Hatch is an Amsterdam-based ecommerce platform that was founded in July 2011 under the name Iceleads by serial entrepreneur Joris Kroese and founding partner Icecat as being part of the iMerge group that provided EUR 500,000 seed capital.

The company developed a Where to Buy platform that allows brands to connect with online retailers. Hatch is globally servicing A-brands such as Intel, Lenovo, Bose, Philips, Dorel and offers them a live interface with 2800 retailers.

==Series-A funding==

In March 2015 the company raised 3,5 million dollar venture capital in a Series A funding round. The growth capital was provided by Vortex Capital Partners. Two months later the company established a new board of directors by attracting Tony Hewett and Sebastian Aubert (Formerly Universal McCann) and Dimitra Retsina. It then also opened an office in Portland, Oregon.

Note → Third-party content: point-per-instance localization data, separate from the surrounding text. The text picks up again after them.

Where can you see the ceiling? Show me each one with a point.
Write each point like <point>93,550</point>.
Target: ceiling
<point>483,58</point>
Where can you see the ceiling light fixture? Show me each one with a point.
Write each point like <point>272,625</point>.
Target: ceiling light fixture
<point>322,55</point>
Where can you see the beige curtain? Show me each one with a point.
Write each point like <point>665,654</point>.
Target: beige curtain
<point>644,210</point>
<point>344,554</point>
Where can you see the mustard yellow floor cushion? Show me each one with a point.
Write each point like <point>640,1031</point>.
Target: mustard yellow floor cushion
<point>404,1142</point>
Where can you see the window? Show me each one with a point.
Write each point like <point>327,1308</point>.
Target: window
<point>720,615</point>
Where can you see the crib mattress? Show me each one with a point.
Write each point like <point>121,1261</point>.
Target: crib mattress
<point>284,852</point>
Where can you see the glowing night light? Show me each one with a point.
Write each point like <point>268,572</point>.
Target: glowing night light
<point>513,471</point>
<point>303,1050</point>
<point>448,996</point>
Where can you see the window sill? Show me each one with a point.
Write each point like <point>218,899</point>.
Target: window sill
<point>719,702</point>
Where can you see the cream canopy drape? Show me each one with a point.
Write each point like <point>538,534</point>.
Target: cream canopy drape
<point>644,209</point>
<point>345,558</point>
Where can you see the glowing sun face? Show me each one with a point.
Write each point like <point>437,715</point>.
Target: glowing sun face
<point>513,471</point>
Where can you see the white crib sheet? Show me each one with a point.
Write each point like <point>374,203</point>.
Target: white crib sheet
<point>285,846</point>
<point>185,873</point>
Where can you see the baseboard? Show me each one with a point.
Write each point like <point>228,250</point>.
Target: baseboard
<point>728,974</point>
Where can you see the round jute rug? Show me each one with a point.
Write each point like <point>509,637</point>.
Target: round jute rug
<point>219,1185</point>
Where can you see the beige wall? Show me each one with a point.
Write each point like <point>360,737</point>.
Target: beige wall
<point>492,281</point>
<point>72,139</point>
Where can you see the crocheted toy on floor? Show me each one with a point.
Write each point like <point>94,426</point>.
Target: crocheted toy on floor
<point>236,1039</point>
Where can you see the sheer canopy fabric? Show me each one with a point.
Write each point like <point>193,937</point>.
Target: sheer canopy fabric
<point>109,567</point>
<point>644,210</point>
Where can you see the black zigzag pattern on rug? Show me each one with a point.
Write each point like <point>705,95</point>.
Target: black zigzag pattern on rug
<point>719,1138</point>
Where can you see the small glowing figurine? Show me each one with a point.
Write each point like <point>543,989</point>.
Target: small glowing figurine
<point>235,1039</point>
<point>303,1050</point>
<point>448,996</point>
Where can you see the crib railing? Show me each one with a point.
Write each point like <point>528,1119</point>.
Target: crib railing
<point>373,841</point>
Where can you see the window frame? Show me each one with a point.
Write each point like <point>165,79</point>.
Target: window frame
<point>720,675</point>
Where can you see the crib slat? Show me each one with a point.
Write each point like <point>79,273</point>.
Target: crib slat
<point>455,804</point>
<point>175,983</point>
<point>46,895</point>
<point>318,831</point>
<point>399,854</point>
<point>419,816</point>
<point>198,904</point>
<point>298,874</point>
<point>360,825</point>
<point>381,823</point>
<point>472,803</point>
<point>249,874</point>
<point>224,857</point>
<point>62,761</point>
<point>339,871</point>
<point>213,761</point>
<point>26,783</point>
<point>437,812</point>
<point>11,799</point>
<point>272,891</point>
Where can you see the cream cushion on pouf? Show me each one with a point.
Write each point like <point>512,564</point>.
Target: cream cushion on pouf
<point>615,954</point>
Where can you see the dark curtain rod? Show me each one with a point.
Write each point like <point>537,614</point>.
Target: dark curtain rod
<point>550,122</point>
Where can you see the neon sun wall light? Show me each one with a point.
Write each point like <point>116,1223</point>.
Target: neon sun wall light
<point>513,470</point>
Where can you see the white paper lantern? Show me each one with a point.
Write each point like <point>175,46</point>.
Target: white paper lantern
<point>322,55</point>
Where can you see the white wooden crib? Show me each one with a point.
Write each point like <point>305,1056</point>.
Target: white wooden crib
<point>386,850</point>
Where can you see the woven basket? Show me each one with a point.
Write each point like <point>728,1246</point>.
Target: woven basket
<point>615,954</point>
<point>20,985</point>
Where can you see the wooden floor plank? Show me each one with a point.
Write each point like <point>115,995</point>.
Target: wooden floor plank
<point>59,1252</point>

November 2015 Iceleads changed their company name to Hatch by launching a new website and sending out a press release.

==Awards and recognition==
During the 2015 B2B Marketing Awards in London the company became a finalist] in the category "Best use of digital techniques and/or technologies", with their business case New from Bose. The case later also won a few other awards such as the FWA and Lovie Awards. Aside from being a speaker on several (start-up) events, the company was also listed in the top charts of the Dutch Start-up Deals.

Hatch currently employs 40-50 FTE in their offices in Amsterdam, Bangkok, Düsseldorf, London, Kiev and Portland.